If you already have hanging skin prior to the surgery, you may need a tummy tuck, thigh lift, arm lift or full body lift to get rid of this hanging skin, in addition to getting liposuction on these areas.
The areas of the body that will be suctioned off are first filled with sterile saltwater. Some surgeons may add a chemical known as epinephrine (adrenaline) to this sterile saltwater to help reduce the amount of blood loss during and after the procedure. This fluid is injected to distend the tissues and the amount injected usually corresponds to the amount of fat to be removed.
Using various incisions made into the various areas of the body that liposuction is to be performed, the fat is then suctioned out.
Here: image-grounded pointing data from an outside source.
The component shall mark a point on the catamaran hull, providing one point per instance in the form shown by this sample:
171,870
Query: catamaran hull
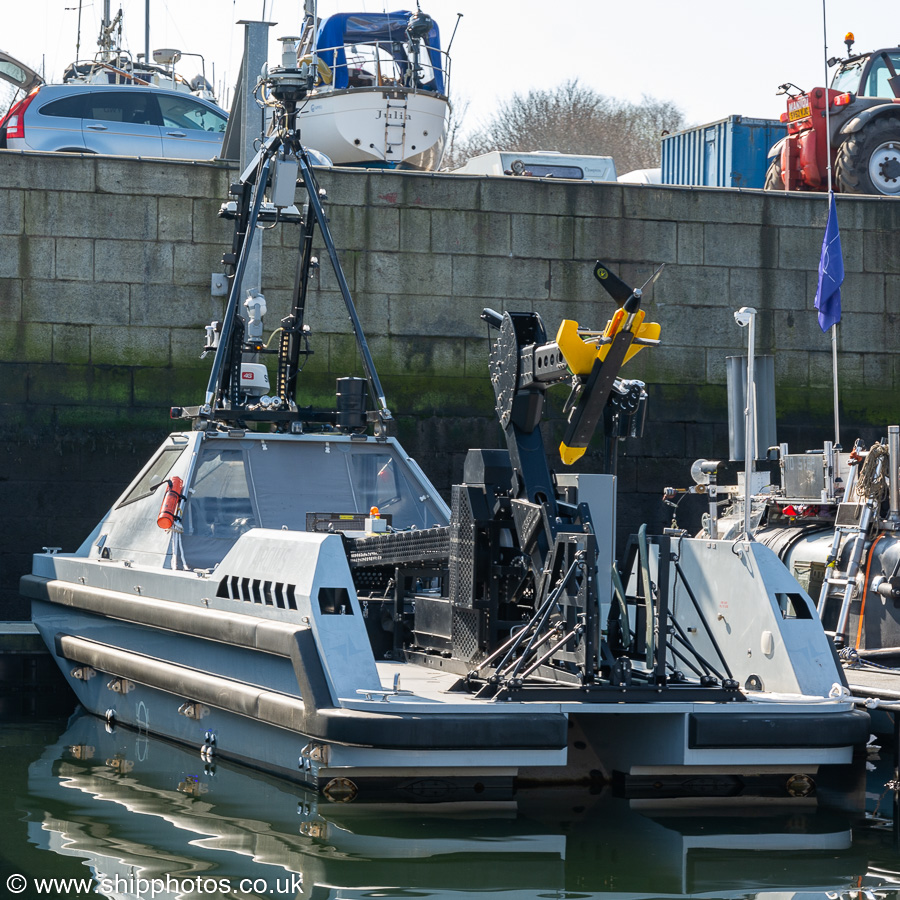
248,689
396,128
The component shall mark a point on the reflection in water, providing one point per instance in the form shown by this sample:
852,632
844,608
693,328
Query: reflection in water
145,818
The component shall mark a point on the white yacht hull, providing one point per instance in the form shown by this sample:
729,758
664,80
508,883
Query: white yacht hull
399,128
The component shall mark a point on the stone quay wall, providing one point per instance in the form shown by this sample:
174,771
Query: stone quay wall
105,269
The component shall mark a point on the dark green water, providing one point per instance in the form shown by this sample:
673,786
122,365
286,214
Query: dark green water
123,815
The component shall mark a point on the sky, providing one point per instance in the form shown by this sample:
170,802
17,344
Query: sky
711,58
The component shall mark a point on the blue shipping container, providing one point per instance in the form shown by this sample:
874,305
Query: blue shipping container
729,153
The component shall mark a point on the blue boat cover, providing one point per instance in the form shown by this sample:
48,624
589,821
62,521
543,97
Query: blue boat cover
388,30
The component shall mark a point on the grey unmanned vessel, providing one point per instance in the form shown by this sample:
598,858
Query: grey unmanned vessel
244,597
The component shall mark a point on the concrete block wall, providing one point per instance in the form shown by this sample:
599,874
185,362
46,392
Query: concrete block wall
105,269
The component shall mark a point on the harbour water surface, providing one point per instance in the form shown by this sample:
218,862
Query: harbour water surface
88,810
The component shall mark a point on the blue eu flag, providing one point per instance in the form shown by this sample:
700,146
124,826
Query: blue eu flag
831,273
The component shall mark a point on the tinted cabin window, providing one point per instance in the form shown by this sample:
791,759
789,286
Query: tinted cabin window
65,108
220,505
160,469
335,602
129,107
877,82
183,112
541,170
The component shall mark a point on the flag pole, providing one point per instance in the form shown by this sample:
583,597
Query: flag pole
837,424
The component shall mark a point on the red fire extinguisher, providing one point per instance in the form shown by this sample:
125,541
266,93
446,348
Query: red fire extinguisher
171,499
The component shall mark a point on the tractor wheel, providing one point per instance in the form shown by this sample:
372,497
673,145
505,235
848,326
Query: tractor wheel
773,180
868,161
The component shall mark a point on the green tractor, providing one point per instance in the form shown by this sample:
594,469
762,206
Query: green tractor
863,117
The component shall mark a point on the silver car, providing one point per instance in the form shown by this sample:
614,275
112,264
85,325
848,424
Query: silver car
120,120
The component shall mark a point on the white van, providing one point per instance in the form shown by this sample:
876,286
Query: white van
541,164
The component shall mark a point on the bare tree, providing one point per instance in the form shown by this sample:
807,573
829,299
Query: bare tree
573,118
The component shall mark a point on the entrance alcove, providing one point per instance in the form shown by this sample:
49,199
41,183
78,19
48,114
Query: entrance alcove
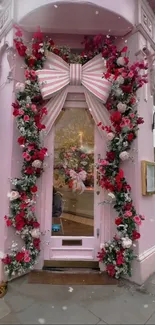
54,21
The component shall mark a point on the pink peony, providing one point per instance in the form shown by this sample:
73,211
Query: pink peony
21,112
128,214
137,220
26,118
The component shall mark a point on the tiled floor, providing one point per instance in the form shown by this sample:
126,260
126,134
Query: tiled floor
47,304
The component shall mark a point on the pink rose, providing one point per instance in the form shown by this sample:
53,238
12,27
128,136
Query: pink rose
137,220
128,214
26,118
131,74
104,162
21,112
34,108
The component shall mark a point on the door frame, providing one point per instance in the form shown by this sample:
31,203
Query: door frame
52,248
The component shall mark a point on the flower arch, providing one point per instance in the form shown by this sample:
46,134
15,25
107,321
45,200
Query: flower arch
28,110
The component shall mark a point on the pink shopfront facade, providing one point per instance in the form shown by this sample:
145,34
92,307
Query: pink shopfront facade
132,23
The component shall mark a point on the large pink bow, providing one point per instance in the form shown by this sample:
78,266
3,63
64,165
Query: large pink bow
58,74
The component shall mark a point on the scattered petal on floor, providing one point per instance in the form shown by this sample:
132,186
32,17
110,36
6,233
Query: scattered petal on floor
70,289
145,306
41,321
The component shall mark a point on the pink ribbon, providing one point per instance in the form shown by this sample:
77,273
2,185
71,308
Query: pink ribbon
78,179
58,74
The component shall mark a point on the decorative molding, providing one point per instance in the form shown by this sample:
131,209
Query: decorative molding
146,18
6,17
148,253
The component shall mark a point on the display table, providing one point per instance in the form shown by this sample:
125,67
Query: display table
79,204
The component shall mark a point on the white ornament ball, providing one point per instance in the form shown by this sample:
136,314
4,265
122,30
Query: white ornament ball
121,61
126,242
121,107
14,195
111,195
37,163
35,233
110,136
20,86
124,155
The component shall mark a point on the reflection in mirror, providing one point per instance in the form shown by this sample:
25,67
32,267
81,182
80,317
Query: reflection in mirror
73,192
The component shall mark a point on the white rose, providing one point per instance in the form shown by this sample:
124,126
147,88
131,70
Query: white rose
124,155
118,92
121,61
126,242
110,136
14,195
111,195
120,80
20,86
37,163
35,233
121,107
2,255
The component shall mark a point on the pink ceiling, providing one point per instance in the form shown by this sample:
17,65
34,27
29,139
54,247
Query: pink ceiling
152,4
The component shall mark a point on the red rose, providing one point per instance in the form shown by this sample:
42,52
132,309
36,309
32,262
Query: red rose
110,156
127,89
20,256
29,171
36,224
21,140
135,235
101,255
9,223
118,221
130,137
110,268
34,189
116,117
56,51
7,260
36,243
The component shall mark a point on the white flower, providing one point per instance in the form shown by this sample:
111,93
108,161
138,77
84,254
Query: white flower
111,195
124,155
120,80
110,136
118,92
121,107
14,195
126,242
121,61
37,163
20,86
35,233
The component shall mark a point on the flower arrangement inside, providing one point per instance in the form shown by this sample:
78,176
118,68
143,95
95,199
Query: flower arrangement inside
29,109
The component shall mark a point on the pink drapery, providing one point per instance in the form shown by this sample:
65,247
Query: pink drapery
54,83
56,104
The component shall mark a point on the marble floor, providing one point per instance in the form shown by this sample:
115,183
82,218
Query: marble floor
125,303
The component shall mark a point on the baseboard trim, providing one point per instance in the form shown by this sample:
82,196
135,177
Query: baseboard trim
146,254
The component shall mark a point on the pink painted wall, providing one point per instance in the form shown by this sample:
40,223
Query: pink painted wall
6,134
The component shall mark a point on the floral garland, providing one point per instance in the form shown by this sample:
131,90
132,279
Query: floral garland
29,110
78,160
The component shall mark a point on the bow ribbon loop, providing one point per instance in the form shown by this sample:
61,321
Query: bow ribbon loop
58,74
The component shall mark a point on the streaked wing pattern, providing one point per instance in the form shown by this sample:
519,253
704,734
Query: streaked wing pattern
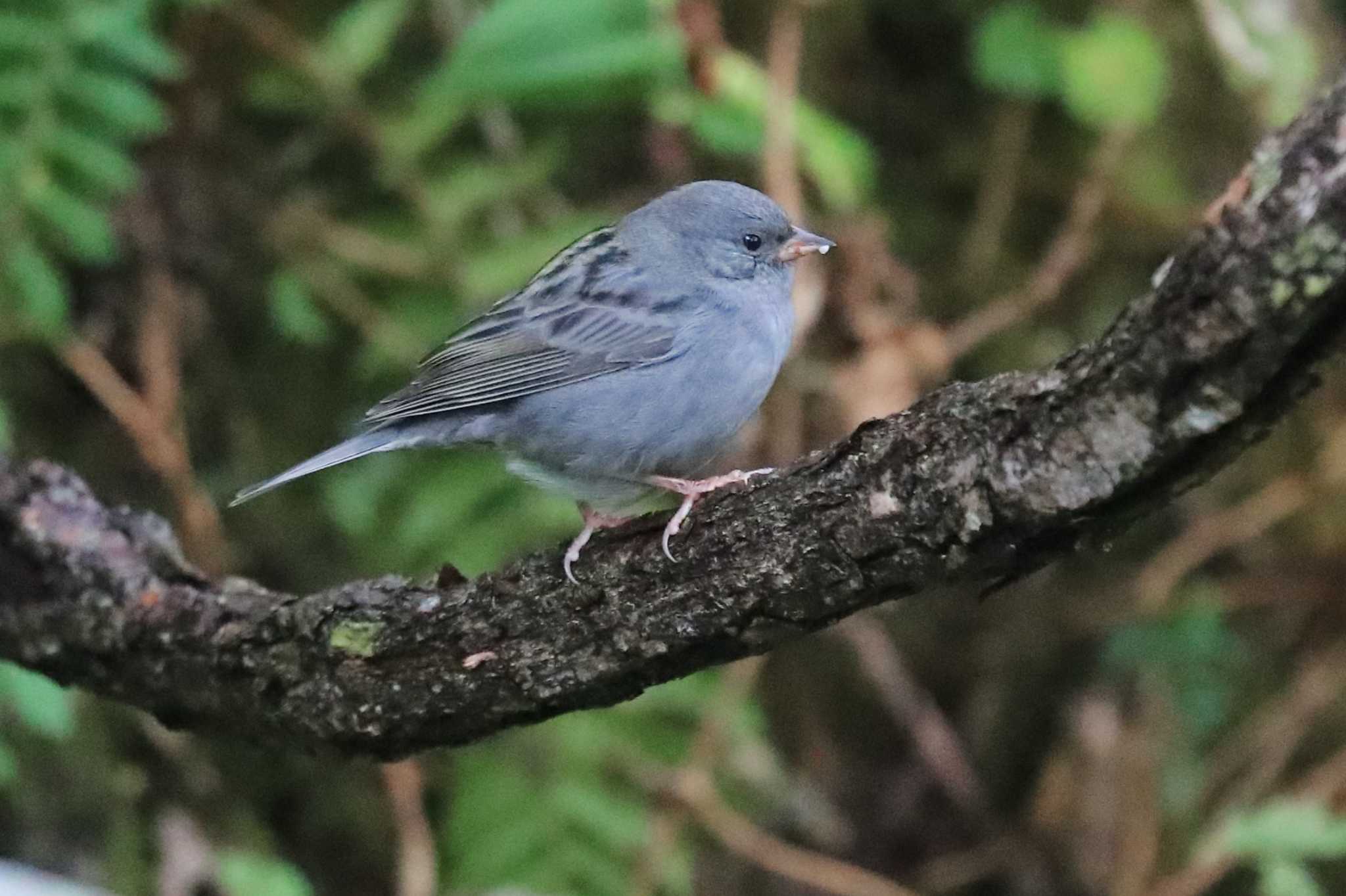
549,334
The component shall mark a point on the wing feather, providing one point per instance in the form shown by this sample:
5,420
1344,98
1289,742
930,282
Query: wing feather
570,323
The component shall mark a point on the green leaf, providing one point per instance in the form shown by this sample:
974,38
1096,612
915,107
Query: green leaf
39,288
1115,73
122,104
281,91
294,313
540,51
127,38
245,874
6,428
361,35
19,89
41,704
1295,65
1282,878
1287,830
22,33
9,766
1015,51
99,163
837,159
84,229
471,186
492,272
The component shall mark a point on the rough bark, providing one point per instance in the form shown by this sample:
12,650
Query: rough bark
975,485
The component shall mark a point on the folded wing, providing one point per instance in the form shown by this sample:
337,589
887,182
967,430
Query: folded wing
572,322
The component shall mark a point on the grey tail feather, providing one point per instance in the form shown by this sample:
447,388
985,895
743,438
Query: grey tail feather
365,443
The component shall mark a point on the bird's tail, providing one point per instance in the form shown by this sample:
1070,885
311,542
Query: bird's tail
365,443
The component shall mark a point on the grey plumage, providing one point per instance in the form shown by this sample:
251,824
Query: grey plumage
637,351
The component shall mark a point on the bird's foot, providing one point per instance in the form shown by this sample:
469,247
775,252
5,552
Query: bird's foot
593,522
693,489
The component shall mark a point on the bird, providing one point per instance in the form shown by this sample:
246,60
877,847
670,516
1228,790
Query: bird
622,370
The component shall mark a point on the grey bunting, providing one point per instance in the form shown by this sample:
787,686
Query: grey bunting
622,369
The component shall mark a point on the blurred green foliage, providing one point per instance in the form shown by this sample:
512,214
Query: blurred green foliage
74,99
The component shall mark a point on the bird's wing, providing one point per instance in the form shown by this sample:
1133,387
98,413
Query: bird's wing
571,322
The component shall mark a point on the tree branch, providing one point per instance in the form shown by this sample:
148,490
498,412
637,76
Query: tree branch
972,486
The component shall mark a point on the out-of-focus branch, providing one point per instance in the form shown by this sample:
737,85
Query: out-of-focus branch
746,840
1010,132
416,866
1069,249
159,444
1212,533
972,486
666,824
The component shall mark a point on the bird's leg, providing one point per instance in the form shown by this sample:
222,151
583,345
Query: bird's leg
693,489
593,522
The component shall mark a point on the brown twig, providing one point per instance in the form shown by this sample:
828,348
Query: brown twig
159,445
668,822
1063,258
917,712
1212,533
742,837
416,866
779,156
1008,148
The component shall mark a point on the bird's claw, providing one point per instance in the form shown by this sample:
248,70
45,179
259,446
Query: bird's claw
693,489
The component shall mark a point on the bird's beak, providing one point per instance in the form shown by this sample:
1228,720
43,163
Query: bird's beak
802,242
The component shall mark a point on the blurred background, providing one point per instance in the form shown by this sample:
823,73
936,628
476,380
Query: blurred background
228,228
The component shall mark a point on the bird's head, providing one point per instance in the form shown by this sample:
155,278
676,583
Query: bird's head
719,228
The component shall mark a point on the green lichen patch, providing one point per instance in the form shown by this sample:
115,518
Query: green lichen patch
1266,170
1310,267
356,638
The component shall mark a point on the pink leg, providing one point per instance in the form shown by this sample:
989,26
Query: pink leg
593,522
693,489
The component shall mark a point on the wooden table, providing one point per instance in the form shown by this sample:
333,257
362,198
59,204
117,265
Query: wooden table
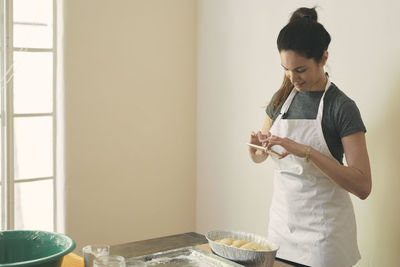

The incisions are usually small and hidden in various skin creases on the body so that the scarring will not be noticeable. Using many incisions also helps to create a smoother final look.
On the morning of the liposuction procedure, you will stand naked before the surgeon as he or she marks the areas of the body to be suctioned. Since chewing down will cause the fat to change position, these marks made by the surgeon prior to the procedure are very important as they will help him or her to suction the fat out.
After being marked by the surgeon, the next person you will stand naked for will be the nurse who will prep your body with the germ killer, Betadine. This will be applied front and back from your collarbone all the way to your toes.
You will then take your place on the operating table and be hooked up to oxygen and blood pressure monitors, the EKG machine, etc. You will then be placed under general or local anesthesia and the liposuction procedure will begin.
Once the surgeon is comfortable with the amount of fat removed, you will be stitched up and band-aids as well as gauze will be placed on the areas that the incisions were made. Your body will then be placed in a girdle to provide some pressure on the areas that this is necessary. This girdle will have a hole in the crotch to allow you to use the bathroom without having to take the girdle off.
After being taken to the recovery room and staying there for about two hours, you will be sent home.
Liposuction Procedure Recovery
Although you may not feel much like eating after the surgery, you should ensure that you stay hydrated because a lot of oozing may occur increasing the risk of dehydration which can complicate your recovery.
If liposuction was performed on your thigh and legs, your legs will need to be kept elevated. You will be very bruised after the procedure and have a lot of swelling which will be almost gone after about two weeks.
A day or two after the surgery, you will return to the surgeon and you will receive a clean girdle and after this you will be able to shower. A week after the surgery, the stitches will be removed.
Pain associated with liposuction is usually minimal and you should be able to return to work in about five days after undergoing liposuction.
The final liposuction result should be disclosed after at least three months but you should start to feel your clothing starting to feel looser after about two weeks as the sliding goes down.
How Much Does Liposuction Cost?
On average, the cost for liposuction is about $ 2,500 per area to be liposuctioned. The liposuction cost also depends on the technology and technique used by the surgeon to remove the excess fat which will vary from one surgeon to the next. Some techniques may be more expensive than others.
If you require liposuction in more than one area of the body, you may be able to get a discounted rate.